One of the brothers who committed January’s massacre at the French satirical magazine Charlie Hebdo texted the man who would later kill hostages at a Paris kosher supermarket a little more than an hour before the first attack, French newspaper Le Monde reported Tuesday.
Le Monde also reported that the January 7 Charlie Hebdo massacre nearly was canceled the day before, because one of the attackers was sick.
The newspaper cited unnamed French investigative sources for both accounts. Le Monde reported that it didn’t know the message’s content, but said it helps to show the Charlie Hebdo attacks by Cherif and Said Kouachi and supermarket attack by Amedy Coulibaly were coordinated — something that Coulibaly himself purportedly admitted to a TV reporter before police killed him.
Cherif Kouachi sent a text message to Coulibaly at 10:19 a.m. on January 7, Le Monde reported. That is a little more than an hour before the Kouachi brothers assaulted the magazine offices in Paris, killing 12 people and injuring 11.

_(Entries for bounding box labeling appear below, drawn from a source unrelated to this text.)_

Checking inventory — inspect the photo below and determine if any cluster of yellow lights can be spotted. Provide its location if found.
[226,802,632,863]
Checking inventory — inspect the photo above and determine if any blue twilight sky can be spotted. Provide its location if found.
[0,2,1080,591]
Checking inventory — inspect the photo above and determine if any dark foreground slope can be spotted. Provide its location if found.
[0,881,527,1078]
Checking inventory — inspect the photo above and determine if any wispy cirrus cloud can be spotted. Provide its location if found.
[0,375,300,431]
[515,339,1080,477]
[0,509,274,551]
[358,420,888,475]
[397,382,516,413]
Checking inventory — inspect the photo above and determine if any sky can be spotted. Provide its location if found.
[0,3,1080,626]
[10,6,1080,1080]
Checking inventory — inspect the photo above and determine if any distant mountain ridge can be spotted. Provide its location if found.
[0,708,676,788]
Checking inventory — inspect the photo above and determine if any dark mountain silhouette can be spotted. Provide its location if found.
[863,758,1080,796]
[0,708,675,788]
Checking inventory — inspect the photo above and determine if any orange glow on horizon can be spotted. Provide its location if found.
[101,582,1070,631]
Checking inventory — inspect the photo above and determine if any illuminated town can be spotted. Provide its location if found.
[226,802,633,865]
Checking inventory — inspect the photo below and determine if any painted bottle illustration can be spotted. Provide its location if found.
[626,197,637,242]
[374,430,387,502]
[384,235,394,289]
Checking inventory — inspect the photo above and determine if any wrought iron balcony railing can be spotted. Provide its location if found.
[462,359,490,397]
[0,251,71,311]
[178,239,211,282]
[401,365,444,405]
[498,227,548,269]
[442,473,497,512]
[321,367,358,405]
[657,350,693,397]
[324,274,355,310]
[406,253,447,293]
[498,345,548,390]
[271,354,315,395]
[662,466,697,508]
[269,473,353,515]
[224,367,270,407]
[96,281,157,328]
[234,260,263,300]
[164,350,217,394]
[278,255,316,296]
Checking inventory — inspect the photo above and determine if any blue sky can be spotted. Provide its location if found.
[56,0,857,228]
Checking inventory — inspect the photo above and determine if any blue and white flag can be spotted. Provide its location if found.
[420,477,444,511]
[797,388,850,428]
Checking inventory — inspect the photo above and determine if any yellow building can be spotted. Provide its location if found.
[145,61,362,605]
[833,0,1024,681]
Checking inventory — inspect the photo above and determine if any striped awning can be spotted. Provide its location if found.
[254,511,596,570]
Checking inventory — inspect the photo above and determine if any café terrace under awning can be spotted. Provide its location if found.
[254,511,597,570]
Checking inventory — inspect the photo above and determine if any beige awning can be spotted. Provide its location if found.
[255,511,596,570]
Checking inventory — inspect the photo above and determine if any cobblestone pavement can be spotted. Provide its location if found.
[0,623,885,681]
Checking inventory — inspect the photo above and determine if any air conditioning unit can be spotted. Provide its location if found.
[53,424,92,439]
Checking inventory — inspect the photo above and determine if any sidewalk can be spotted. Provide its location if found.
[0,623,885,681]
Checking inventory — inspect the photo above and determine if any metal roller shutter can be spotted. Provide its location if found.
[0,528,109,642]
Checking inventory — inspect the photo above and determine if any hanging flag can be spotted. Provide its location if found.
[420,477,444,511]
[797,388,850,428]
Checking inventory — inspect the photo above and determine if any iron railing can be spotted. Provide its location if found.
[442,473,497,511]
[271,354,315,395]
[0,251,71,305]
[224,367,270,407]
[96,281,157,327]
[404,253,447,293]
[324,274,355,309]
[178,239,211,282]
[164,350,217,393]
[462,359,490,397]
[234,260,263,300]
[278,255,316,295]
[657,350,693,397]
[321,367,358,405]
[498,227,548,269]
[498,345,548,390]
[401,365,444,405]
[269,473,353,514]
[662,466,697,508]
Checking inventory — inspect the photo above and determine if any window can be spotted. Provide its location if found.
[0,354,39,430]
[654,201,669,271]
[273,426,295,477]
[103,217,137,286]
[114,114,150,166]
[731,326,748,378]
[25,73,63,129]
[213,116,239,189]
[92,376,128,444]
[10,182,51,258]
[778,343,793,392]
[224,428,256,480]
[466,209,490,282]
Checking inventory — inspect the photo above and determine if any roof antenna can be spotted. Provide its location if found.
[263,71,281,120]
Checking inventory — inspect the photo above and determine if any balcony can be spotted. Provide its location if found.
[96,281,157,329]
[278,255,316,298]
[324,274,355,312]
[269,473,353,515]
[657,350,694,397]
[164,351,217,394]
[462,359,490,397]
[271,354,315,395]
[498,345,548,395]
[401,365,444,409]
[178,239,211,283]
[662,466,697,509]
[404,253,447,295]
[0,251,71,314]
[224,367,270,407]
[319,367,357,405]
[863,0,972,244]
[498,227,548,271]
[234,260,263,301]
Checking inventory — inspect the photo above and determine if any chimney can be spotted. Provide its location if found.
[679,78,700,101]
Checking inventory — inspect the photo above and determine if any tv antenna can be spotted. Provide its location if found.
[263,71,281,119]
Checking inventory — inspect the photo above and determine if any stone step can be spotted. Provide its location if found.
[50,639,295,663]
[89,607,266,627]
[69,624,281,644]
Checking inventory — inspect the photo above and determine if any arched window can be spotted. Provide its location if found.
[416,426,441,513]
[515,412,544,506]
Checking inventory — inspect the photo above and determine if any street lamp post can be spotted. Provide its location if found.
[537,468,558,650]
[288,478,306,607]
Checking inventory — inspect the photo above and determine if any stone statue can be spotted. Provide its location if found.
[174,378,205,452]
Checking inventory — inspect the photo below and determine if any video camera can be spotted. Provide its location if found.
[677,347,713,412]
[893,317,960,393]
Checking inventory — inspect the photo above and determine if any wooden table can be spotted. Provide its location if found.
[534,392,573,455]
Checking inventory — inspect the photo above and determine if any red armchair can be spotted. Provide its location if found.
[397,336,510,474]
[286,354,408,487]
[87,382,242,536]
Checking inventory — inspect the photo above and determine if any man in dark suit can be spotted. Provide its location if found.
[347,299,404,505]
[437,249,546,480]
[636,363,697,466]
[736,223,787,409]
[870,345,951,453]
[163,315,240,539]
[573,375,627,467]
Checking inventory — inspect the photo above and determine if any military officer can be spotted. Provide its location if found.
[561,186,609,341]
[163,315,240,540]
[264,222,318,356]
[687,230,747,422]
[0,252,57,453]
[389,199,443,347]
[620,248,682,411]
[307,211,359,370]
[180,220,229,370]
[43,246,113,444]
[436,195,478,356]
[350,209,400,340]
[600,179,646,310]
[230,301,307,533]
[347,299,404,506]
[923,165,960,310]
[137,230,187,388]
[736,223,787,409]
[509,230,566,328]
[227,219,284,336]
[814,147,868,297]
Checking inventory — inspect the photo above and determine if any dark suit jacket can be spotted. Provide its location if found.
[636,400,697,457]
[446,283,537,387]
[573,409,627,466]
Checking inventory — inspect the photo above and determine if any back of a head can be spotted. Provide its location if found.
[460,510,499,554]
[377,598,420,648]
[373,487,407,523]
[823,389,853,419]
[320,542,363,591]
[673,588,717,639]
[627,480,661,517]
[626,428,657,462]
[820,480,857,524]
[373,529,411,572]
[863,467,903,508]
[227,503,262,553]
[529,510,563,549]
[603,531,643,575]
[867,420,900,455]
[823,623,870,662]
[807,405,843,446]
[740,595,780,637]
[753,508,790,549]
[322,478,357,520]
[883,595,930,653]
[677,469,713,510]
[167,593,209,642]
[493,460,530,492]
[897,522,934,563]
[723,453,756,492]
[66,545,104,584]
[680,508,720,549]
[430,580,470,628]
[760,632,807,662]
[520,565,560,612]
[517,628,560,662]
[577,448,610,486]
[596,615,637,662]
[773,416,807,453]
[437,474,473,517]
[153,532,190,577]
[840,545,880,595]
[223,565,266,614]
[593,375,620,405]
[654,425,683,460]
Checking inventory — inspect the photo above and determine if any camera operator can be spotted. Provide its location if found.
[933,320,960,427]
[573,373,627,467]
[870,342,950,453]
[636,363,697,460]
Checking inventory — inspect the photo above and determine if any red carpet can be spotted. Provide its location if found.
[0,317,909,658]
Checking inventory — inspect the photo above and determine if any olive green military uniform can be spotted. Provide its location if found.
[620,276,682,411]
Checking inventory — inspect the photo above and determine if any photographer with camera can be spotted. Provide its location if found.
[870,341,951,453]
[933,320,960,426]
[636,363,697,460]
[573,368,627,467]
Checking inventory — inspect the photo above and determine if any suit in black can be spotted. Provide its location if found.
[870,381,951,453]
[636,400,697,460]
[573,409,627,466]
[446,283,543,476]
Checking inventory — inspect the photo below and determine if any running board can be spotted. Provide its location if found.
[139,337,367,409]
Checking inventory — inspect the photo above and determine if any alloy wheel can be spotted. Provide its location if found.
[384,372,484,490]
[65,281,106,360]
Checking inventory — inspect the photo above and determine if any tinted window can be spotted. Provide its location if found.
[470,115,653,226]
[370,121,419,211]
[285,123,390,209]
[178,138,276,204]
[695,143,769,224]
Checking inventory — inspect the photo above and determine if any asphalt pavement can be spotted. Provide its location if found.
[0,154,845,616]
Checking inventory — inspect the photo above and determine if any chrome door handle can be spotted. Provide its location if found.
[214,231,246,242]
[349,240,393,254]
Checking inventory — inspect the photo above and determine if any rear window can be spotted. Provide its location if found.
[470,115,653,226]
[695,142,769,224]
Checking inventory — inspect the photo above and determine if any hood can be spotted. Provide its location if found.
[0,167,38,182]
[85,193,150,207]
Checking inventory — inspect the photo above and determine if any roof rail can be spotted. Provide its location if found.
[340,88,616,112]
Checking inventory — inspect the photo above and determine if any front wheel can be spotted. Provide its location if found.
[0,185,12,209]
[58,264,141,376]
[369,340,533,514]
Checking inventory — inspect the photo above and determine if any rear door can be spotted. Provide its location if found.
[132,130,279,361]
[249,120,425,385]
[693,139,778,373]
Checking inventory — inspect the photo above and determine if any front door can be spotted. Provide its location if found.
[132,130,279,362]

Coulibaly, who authorities say was a known associate of the Kouachi brothers, shot a policewoman to death in a Paris suburb on January 8, and then took hostages — killing four — at a kosher supermarket in Paris on January 9 before police shot and killed him in a raid on the store.
The Kouachi brothers were killed the same day, as police moved in to end a separate siege north of Paris.
The January 7 text message was sent from Cherif Kouachi’s phone on the outskirts of Paris to one of 13 phones that Coulibaly was using, according to Le Monde, citing its investigative sources.
Le Monde said investigators determined that Coulibaly’s phone was bought specifically to communicate with the Kouachi brothers, and that only six messages had been sent from the device.
Evidence from the phone shows that Coulibaly and Cherif Kouachi probably met in person sometime before 1 a.m. on January 7, Le Monde reported.
The investigative sources told Le Monde that the Charlie Hebdo attack almost was called off on January 6, because Said Kouachi had come down with the stomach flu.
Al Qaeda’s Yemen affiliate, al Qaeda in the Arabian Peninsula, has claimed to be behind the Charlie Hebdo massacre.
Coulibaly, meanwhile, proclaimed his allegiance to the Islamic State in Iraq and Syria, or ISIS.
Coulibaly, during the supermarket attack, told a journalist with CNN affiliate BFMTV by phone that he had synchronized his attacks with the Kouachi brothers, BFMTV reported.